Work long enough, and you’ll encounter it: office speak. At first you don’t notice it. Then slowly but surely, you’re using words like “leverage” and “upsell.” It happens to the best of us. Still, the first step in addressing the problem, is realizing you have a problem.
Here is an illustrated guide to ten annoying office cliches, which proves that when it comes to office speak, it’s usually best to keep things simple.
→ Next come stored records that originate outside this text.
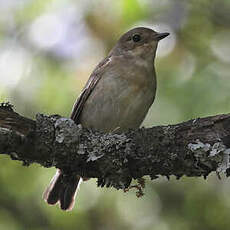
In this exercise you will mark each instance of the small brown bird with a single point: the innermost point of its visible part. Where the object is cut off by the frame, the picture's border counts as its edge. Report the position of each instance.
(116, 98)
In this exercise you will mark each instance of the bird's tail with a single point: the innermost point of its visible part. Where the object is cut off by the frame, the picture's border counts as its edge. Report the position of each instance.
(62, 190)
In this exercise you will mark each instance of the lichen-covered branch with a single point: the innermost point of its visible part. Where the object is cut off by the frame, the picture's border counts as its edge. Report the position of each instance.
(193, 148)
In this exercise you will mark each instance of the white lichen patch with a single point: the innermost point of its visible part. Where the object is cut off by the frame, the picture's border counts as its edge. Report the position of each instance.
(218, 148)
(199, 146)
(66, 131)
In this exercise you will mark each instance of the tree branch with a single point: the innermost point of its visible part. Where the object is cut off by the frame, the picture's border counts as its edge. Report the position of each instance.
(193, 148)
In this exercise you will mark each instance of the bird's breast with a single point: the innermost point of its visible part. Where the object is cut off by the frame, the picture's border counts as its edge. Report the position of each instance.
(119, 101)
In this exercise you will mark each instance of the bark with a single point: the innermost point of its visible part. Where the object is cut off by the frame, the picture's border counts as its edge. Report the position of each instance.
(193, 148)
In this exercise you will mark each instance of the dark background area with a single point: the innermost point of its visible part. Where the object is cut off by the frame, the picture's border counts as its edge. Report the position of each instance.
(48, 50)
Grabbing the low-hanging fruit in a vineyard is a straightforward proposition. At work, that proverbial “fruit” represents the easiest or most obvious tasks. The question is, if the task is easy or obvious, why do you need to bring it up? Skip this cliche – unless your office really does have fruit hanging from the ceiling, in which case we envy you.
Run it up the flagpole
The idea here is to figuratively run an idea up a flagpole to see who salutes it. Otherwise known as “tell people about it.”
Peel back the layers of the onion
Everyone knows that onions have multiple layers. So what do you gain from metaphorically peeling them back at work?
Square the circle
Referring to a problem in ancient geography, squaring the circle effectively requires one to carry out the impossible. Get ready, because this project might just require a miracle!
Reinvent the wheel
Also known as “let’s keep things simple.”
Break down silos
What exactly are silos? And how do you break them down? Could it be that you’re just asking to improve processes and talk to people more?
Pushing the envelope
This expression came from the US Air Force. It originally meant pushing an aircraft beyond its known or recommended limits.
Ducks in a row
Ducks are orderly creatures who swim in a row. You don’t need to bring them up every time you organize your filing cabinet.
Do people really play hardball? Most often this is used in a negotiation setting, so it’s possible the hardball player you’re referring to is just “negotiating.”
Keep me in the loop
This phrase assumes there is a loop in your office, which means the silos must already have been broken down effectively.